02/04/2008 The saw blade makers come home to roost
|A customer recently walked into our store and showed Jocko a package of Olson fret saw blades. Jocko got all excited and called everyone over to look at the package of blades. Nothing unusual in that. The kicker was that the guy said that he had bought those blades from Mr. Olson himself, before he retired and sold the company in the late '70's or early '80's, and the factory was located right here. By "here" he meant literally here, as in 32 33rd street Brooklyn NY. Our building!!!!! Wow, what a small world!!|
We carry Olsen fret saw blades and we all thought this was really cool. The blades are interesting too. This was an Olson invention - the last three teeth on the saw blade go the other way so that when you are on the upstroke with the backwards teeth, the blade cuts from the bottom and prevents tearout. These blades are pretty hefty, and when Mr. Olsen sold out, he told our customer, who was a puzzle maker, to buy a lot of blades. He did - 25 gross of blades. The package he showed us was the second to last package of blades left.
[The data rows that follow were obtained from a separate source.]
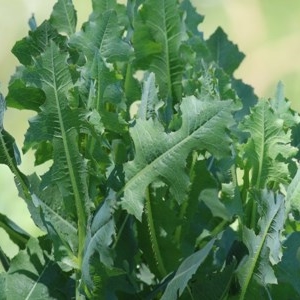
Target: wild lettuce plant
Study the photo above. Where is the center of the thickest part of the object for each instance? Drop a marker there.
(169, 179)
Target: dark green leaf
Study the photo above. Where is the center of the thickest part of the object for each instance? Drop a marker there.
(163, 155)
(185, 272)
(63, 17)
(15, 233)
(267, 146)
(33, 274)
(224, 52)
(256, 271)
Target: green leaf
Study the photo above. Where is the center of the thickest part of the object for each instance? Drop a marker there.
(15, 233)
(102, 36)
(156, 41)
(192, 18)
(149, 102)
(33, 274)
(36, 43)
(224, 52)
(162, 155)
(9, 153)
(256, 271)
(288, 269)
(58, 123)
(282, 108)
(267, 148)
(185, 272)
(21, 96)
(99, 240)
(63, 17)
(50, 215)
(293, 195)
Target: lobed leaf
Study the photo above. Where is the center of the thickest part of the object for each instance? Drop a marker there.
(160, 155)
(185, 272)
(256, 271)
(63, 17)
(224, 52)
(99, 240)
(156, 40)
(267, 147)
(33, 274)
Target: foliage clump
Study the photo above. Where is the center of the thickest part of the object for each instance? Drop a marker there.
(168, 178)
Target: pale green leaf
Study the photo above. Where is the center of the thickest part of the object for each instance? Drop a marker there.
(99, 240)
(293, 195)
(156, 41)
(102, 36)
(282, 107)
(288, 269)
(267, 146)
(161, 155)
(57, 123)
(185, 272)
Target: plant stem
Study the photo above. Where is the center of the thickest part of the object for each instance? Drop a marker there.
(153, 238)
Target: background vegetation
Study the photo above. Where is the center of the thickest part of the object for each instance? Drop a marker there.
(268, 32)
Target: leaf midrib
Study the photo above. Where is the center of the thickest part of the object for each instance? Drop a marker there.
(147, 169)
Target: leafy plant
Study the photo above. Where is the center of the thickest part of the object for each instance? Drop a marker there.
(168, 178)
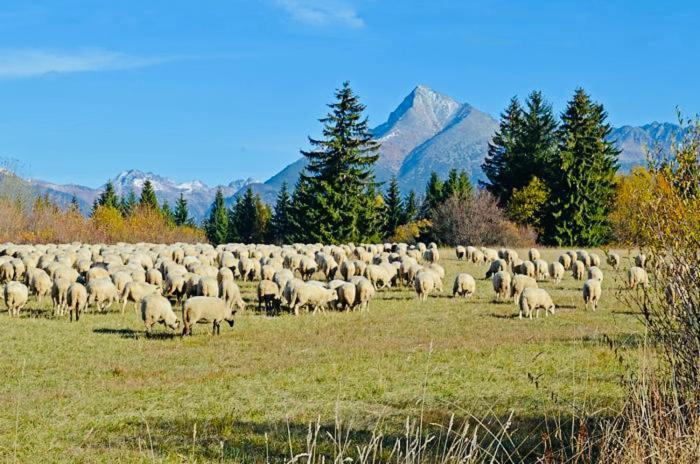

I don't know much about Olson brothers, other than that that Chuck Olson is still at Olson and that the company is now part of Blackstone Industries in Connecticut. So I gave Chuck a call for the straight dope.
Olson Bros. was founded by Chuck Olson's grandfather, Albert Olson, in 1918. Albert was originally a coal miner from Lance, PA and Chuck didn't know exactly why he ended up in Brooklyn making saw blades. Brooklyn was a pretty happening town in 1918, so it does make a little sense that a young man trying to start a company would easily find himself in Brooklyn. From 1918 to about 1960, the company was in the Maltz building on Flatbush Avenue (now part of Long Island University's Brooklyn campus)and then moved here to 32 33rd Street (on the fourth floor in the front; we're on the back part of the fifth floor). Our neighborhood is on the outskirts of Sunset Park, which, at that time had a large Swedish and Scandinavian population and was sometimes known as "Finn Town." The Olson family was Swedish, so that was presumably a draw to the neighborhood, though they didn't live in the area. Early on, Albert's other brothers joined the company, but the company was later run by Stanley Olson, Albert's son and Chuck's father. Chuck started helping out his dad in 1957 at age 12.
Bush Terminal Market was build as a warehouse complex for the docks, but with the invention of the pallet in the mid 1920's, multiple story warehouses made a lot less sense, and of course trucking became more important than railroads. So by the 1960's there was a lot of manufacturing going on in the complex, including a large cardboard box factory on the first and second floor of this building.
Things change. Sunset Park is now mostly Chinese, Mexican and Columbian. We have our own Chinatown and some of the best Chinese and South American restaurants in New York City. Olson Brothers sold to Blackstone Industries in 1976 and Stanley Olson retired. Chuck Olson moved to Connecticut with Blackstone and is still there running the show. The box factory is still downstairs and there is a cabinet shop on the fourth floor where Olson used to be.